Nous n'avions pas eu le temps de commenter le Germinal de France 2 lors de sa diffusion. Une récente conversation avec un ami nous l'a récemment remis en mémoire...

Disons-le tout net, pour nous, le Germinal de Julien Lilti est une imposture grotesque ! il est affligeant de nullité, de contresens, d'anachronismes – entre autres, linguistiques, et d'interpolations inadmissibles ! Que la presse-papier et la radio l’aient encensé est une infâmie, une infâmie contre l’école - censée n’être que le temple de l’ennui -, contre la littérature, contre le cinéma et contre Zola !

On a beau dire que le « wokisme » n’existe que dans l’esprit des réacs de tout poil, cette adaptation calamiteuse - idéologique de part en part -, est la fille bâtarde du mélodrame et de ce courant de pensée à « demi-savant » … qui ne pense pas !

Que vient faire un marchand de vin noir – ancien dirigeant syndical embourgeoisé qui plus est -, dans le pays minier du Nord, dans la deuxième moitié du XIXème siècle ? Comment peut-on mobiliser des figures évoquant le ku klux klan, avec leur cagoule percée de deux trous pour les yeux, contre les « gueules noires » de notre XIX° siècle ? pourquoi confier à un acteur arabe le rôle du petit patron progressiste, novateur et humaniste Deneulin au mépris de la réalité historique et de la sociologie du pays minier ?

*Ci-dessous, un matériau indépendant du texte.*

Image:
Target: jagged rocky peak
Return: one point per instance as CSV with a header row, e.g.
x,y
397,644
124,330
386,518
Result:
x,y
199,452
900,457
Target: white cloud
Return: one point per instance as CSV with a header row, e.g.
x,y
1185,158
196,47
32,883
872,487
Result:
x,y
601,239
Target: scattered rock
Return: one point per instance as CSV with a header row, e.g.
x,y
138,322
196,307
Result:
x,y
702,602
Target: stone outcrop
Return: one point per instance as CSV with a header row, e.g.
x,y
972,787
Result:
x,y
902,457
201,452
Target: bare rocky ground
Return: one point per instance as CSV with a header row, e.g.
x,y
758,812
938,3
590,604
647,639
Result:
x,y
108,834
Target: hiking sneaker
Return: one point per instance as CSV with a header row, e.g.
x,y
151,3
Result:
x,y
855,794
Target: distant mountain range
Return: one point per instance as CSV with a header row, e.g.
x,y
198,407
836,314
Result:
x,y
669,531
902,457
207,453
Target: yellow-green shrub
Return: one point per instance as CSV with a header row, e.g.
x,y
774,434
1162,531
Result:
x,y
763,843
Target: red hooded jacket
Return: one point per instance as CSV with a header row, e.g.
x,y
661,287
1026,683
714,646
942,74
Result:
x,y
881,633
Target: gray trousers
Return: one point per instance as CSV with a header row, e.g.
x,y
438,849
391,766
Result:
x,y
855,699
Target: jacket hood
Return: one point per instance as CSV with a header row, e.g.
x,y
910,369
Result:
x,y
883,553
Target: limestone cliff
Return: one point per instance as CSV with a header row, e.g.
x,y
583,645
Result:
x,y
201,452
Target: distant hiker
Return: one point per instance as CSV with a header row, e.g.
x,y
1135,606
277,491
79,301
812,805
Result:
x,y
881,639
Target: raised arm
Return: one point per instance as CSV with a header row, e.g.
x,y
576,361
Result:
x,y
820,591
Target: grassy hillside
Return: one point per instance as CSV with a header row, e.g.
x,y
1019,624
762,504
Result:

Notez que ce type d’adaptation est éminemment pervers. Se permettre de critiquer cette « créolisation » de la distribution (pour reprendre le vocabulaire de la LFI), ce serait s’exposer à l’accusation infâmante de racisme !... Aussi les commentateurs s’en gardent-ils comme de la peste, rebaptisant « colorblind casting » ce qui est en réalité est un parti-pris idéologique ! Qu'aurait-on dit si les nervis du patronat avaient été incarnés par des acteurs noirs ou arables ? La critique de « l’appropriation culturelle » ne va jamais que dans un seul sens au pays de la bien-pensance : on peut stigmatiser les « blackfaces » et faire interdire Les Suppliantes d’Eschyle à la Sorbonne sous prétexte que les Danaïdes, conformément à la tradition antique, portent un maquillage « cuivré », on peut exiger qu’Othello soit interprété par un ténor noir dans l’opéra de Verdi mais on ne peut pas impunément dénoncer des anachronismes de ce genre….

Et que dire des personnages féminins ? que dire de la sexualité ? Après #MeToo et le mouvement des Gilets Jaunes, pas question de fantasmer sur la vitalité sexuelle du prolétariat comme Hennebeau et… comme Zola, bien sûr. La Mouquette devient une vraie midinette chez Julien Lilti ! Pas question de montrer l’émasculation de Maigrat. Cela pourrait rappeler certaines figures féminines des Gilets Jaunes, hilares, brandissant un godemiché en éructant des grossièretés à faire rougir un corps de garde ou apprenant à leurs enfants des slogans d’une vulgarité immonde… Si nos souvenirs sont bons, les débordements sexuels – si l’on excepte le viol de Catherine et le « dessert » de Maheu -, sont du côté de la bourgeoisie chez Julien Lilti… avec l’inévitable scène de sodomie que l’on chercherait en vain chez Zola mais qui est devenue un must des générations de cinéastes biberonnés au porno….

Que dire du jeu des acteurs ? Affligeant en général… il n’y a guère qu’Alix Poisson pour s’en tirer honorablement.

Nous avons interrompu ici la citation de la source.